7. 실전 파이프라인: DataLoader부터 TensorRT까지

7.1 커스텀 Dataset 및 DataLoader

from torch.utils.data import Dataset, DataLoader
from pathlib import Path
import albumentations as A
from albumentations.pytorch import ToTensorV2
import cv2

class CustomDataset(Dataset):
    def __init__(self, root: str, split: str = "train"):
        self.root = Path(root)
        self.image_paths = list(
            (self.root / split / "images").glob("*.jpg")
        )
        self.label_paths = [
            self.root / split / "labels" / p.with_suffix(".txt").name
            for p in self.image_paths
        ]
        self.transform = self._get_transforms(split)

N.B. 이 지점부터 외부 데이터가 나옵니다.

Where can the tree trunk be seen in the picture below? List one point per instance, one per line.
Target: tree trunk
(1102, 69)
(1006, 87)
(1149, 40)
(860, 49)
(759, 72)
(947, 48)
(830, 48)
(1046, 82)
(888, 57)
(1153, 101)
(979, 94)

    def _get_transforms(self, split: str):
        if split == "train":
            return A.Compose([
                A.RandomResizedCrop(224, 224, scale=(0.7, 1.0)),
                A.HorizontalFlip(p=0.5),
                A.ColorJitter(brightness=0.4, contrast=0.4,
                              saturation=0.4, hue=0.1, p=0.8),
                A.GaussianBlur(blur_limit=(3, 7), p=0.2),
                A.Normalize(mean=(0.485, 0.456, 0.406),
                            std=(0.229, 0.224, 0.225)),
                ToTensorV2(),
            ])
        return A.Compose([
            A.Resize(256, 256),
            A.CenterCrop(224, 224),
            A.Normalize(mean=(0.485, 0.456, 0.406),
                        std=(0.229, 0.224, 0.225)),
            ToTensorV2(),
        ])

    def __len__(self):
        return len(self.image_paths)

    def __getitem__(self, idx):
        image = cv2.cvtColor(
            cv2.imread(str(self.image_paths[idx])), cv2.COLOR_BGR2RGB
        )
        label = int(self.label_paths[idx].read_text().strip())
        augmented = self.transform(image=image)
        return augmented["image"], label

train_dataset = CustomDataset("data/", split="train")
train_loader = DataLoader(
    train_dataset, batch_size=32, shuffle=True,
    num_workers=4, pin_memory=True, persistent_workers=True
)

7.2 ONNX 변환

import torch
import torch.onnx

model.eval()
dummy_input = torch.randn(1, 3, 224, 224, device="cuda")

torch.onnx.export(
    model,
    dummy_input,
    "model.onnx",
    export_params=True,
    opset_version=17,
    do_constant_folding=True,
    input_names=["input"],
    output_names=["output"],
    dynamic_axes={
        "input":  {0: "batch_size"},
        "output": {0: "batch_size"}
    }
)
print("ONNX 변환 완료: model.onnx")

# ONNX Runtime으로 검증
import onnxruntime as ort
import numpy as np

sess = ort.InferenceSession(
    "model.onnx", providers=["CUDAExecutionProvider"]
)
input_name = sess.get_inputs()[0].name
result = sess.run(None, {input_name: dummy_input.cpu().numpy()})
print(f"ONNX 추론 결과 shape: {result[0].shape}")

7.3 TensorRT 최적화

# TensorRT 변환 (trtexec 사용)
trtexec \
  --onnx=model.onnx \
  --saveEngine=model_fp16.engine \
  --fp16 \
  --workspace=4096 \
  --optShapes=input:8x3x224x224

import tensorrt as trt
import numpy as np
import pycuda.driver as cuda
import pycuda.autoinit

def trt_inference(engine_path: str, input_data: np.ndarray) -> np.ndarray:
    logger = trt.Logger(trt.Logger.WARNING)
    with open(engine_path, "rb") as f:
        engine = trt.Runtime(logger).deserialize_cuda_engine(f.read())
    context = engine.create_execution_context()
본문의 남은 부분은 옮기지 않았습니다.